I had a letter this morning asking me about the story that, when Bernini received the triple portrait of Charles I by Van Dyck as the model for the bust which the King had commissioned, he is said to have declared, ‘Never have I beheld features more unfortunate’. The question was: what is the source of this anecdote and is there any truth to it ?
It’s surprisingly hard to trace. The story is repeated by Horace Walpole in his Anecdotes of Painting as if it is already too well known to bear repeating. The earliest reference to it that I have so far found it is in James Welwood’s Memoirs of the most material transactions in England, for the last Hundred Years (London, 1718) in which he describes how Charles I ‘had something in the Lines and Features which Physiognomists account unfortunate: And it’s commonly reported, that his Picture being sent to Rome to have a Busto done by it; a famous Statuary, not knowing whose it was, told the Gentleman that brought it, He was sorry if it was the Face of any Relation of his; for it was one of the most Unfortunate he ever saw; and according to all the Rules of Art, the Person whose it was must die a violent Death‘ (p.68).

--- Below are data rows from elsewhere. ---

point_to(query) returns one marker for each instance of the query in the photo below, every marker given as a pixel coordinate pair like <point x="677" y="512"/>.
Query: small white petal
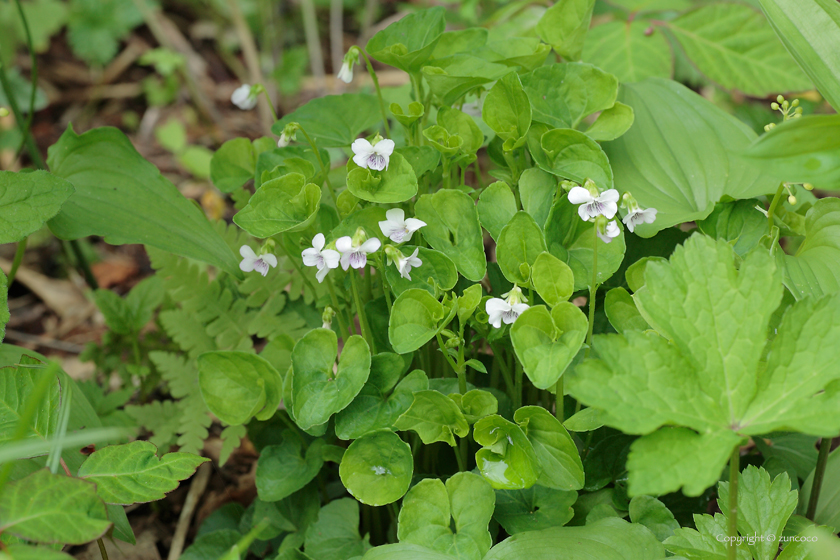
<point x="579" y="195"/>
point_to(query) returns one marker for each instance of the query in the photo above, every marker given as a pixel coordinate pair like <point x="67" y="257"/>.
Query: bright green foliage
<point x="434" y="417"/>
<point x="709" y="378"/>
<point x="317" y="392"/>
<point x="679" y="156"/>
<point x="562" y="95"/>
<point x="650" y="512"/>
<point x="16" y="387"/>
<point x="414" y="320"/>
<point x="734" y="46"/>
<point x="454" y="230"/>
<point x="27" y="200"/>
<point x="409" y="42"/>
<point x="430" y="508"/>
<point x="377" y="468"/>
<point x="533" y="509"/>
<point x="611" y="538"/>
<point x="507" y="111"/>
<point x="508" y="460"/>
<point x="124" y="198"/>
<point x="350" y="115"/>
<point x="335" y="534"/>
<point x="627" y="51"/>
<point x="49" y="508"/>
<point x="801" y="150"/>
<point x="286" y="203"/>
<point x="564" y="26"/>
<point x="238" y="385"/>
<point x="806" y="30"/>
<point x="763" y="510"/>
<point x="496" y="207"/>
<point x="132" y="473"/>
<point x="547" y="342"/>
<point x="518" y="245"/>
<point x="383" y="398"/>
<point x="395" y="184"/>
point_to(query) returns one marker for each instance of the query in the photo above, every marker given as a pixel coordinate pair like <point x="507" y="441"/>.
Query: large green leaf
<point x="734" y="46"/>
<point x="704" y="368"/>
<point x="317" y="392"/>
<point x="801" y="150"/>
<point x="238" y="385"/>
<point x="434" y="417"/>
<point x="815" y="268"/>
<point x="607" y="539"/>
<point x="132" y="473"/>
<point x="335" y="534"/>
<point x="678" y="156"/>
<point x="383" y="398"/>
<point x="28" y="200"/>
<point x="628" y="51"/>
<point x="377" y="468"/>
<point x="285" y="203"/>
<point x="350" y="114"/>
<point x="410" y="41"/>
<point x="430" y="508"/>
<point x="50" y="508"/>
<point x="124" y="198"/>
<point x="562" y="95"/>
<point x="453" y="229"/>
<point x="564" y="26"/>
<point x="16" y="387"/>
<point x="285" y="468"/>
<point x="810" y="30"/>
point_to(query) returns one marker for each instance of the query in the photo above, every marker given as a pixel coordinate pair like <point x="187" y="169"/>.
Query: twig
<point x="199" y="484"/>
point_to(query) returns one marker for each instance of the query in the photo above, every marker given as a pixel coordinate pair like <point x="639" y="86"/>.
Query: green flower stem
<point x="360" y="312"/>
<point x="819" y="476"/>
<point x="19" y="252"/>
<point x="734" y="469"/>
<point x="33" y="78"/>
<point x="772" y="211"/>
<point x="324" y="169"/>
<point x="558" y="400"/>
<point x="373" y="77"/>
<point x="339" y="312"/>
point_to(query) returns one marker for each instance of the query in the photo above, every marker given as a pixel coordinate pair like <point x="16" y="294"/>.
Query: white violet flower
<point x="354" y="251"/>
<point x="506" y="310"/>
<point x="372" y="156"/>
<point x="324" y="259"/>
<point x="607" y="231"/>
<point x="397" y="228"/>
<point x="252" y="261"/>
<point x="243" y="98"/>
<point x="404" y="264"/>
<point x="594" y="203"/>
<point x="639" y="216"/>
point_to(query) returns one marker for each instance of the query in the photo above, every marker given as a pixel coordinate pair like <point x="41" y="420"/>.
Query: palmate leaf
<point x="702" y="374"/>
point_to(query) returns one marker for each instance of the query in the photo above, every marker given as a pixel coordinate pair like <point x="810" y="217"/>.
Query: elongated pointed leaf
<point x="124" y="198"/>
<point x="132" y="473"/>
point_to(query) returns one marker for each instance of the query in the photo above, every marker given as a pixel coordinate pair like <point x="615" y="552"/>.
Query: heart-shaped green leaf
<point x="453" y="229"/>
<point x="132" y="473"/>
<point x="395" y="184"/>
<point x="507" y="460"/>
<point x="318" y="393"/>
<point x="377" y="468"/>
<point x="546" y="343"/>
<point x="414" y="320"/>
<point x="286" y="203"/>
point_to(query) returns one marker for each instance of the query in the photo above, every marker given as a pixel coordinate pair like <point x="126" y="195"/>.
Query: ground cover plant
<point x="544" y="301"/>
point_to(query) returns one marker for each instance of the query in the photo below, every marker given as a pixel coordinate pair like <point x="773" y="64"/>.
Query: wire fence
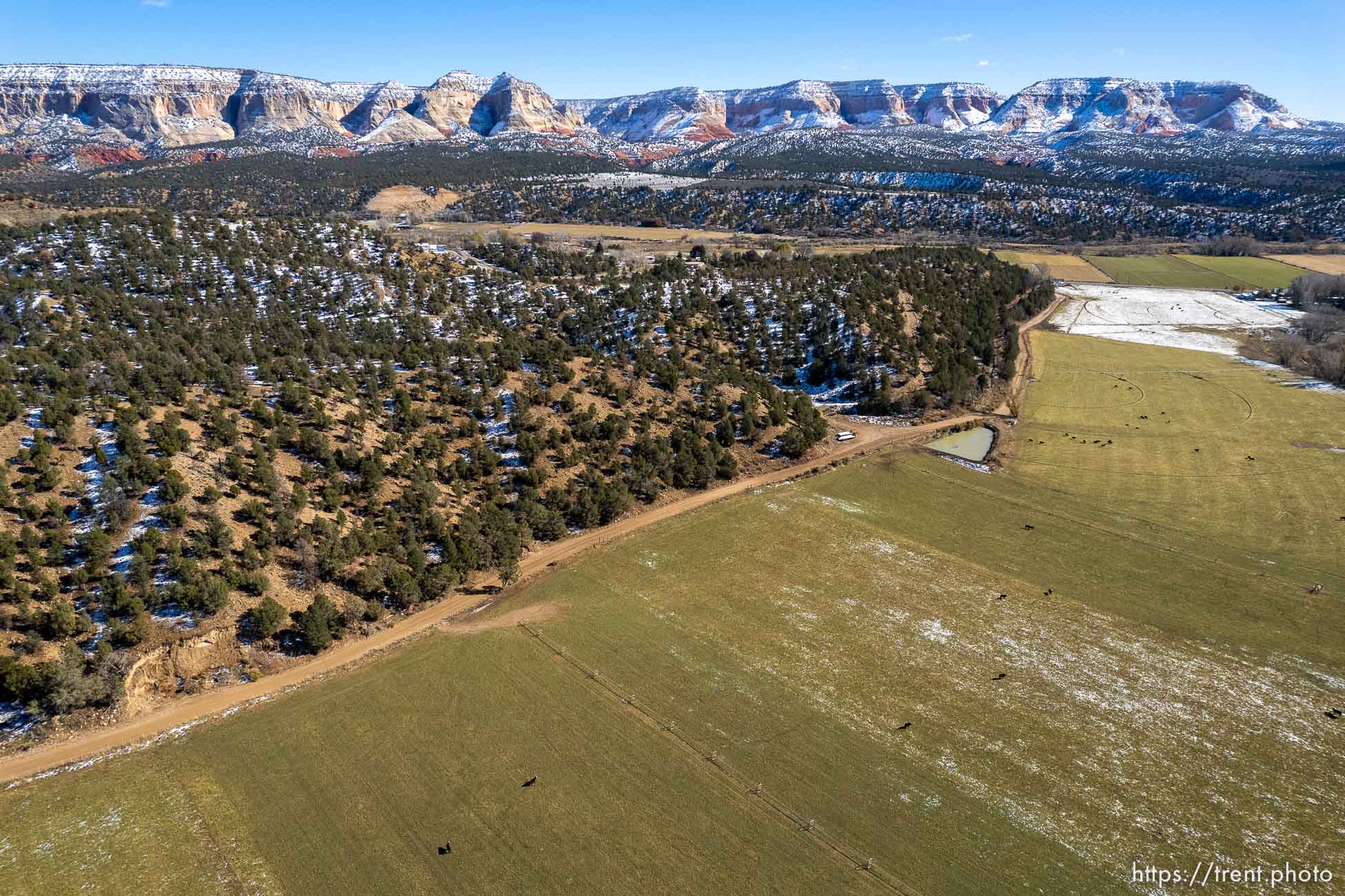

Does anyone know its origin ?
Regretfully I can offer no information BUT you have provided much MIRTH, thence smiles & a giggle, for which thanks.
‘And I have been told, of the famous Architect and Statuary, the late Chevalier Bernini, who cut that rare ‘Bust of Charles the First at Rome in white Marble, from a Picture painted by Van Dyke (yet extant, and to be seen in one of His Majesty’s Apartments ) that he foretold something of funest and unhappy, which the Countenance of that Excellent Prince fore-boded.’ (John Evelyn, Numismata, 1695, p. 335). I think that ‘the Gentleman that brought it’ (i.e. brought the Van Dyck triple portrait of Charles I to Rome) must be the wealthy Thomas Baker (who took the opportunity to have Bernini do his own bust now in the V&A; some of this in Pope-Hennessy’s V&A sculpture catalogue, though the relevant entry is clearly by the excellent Ronald Lightbown who revised it for the Festschrift for H.W. Janson, though Lightbown is cautious about Baker being our man. Evelyn visited Baker’s ‘Forest House’ in Leyton in 1669 and may have chatted with Baker’s widow, Lady Norwich, about her late husband’s Italian adventures…
Thanks for posting this. I was just wondering exactly that. Thank you Mr Chaney.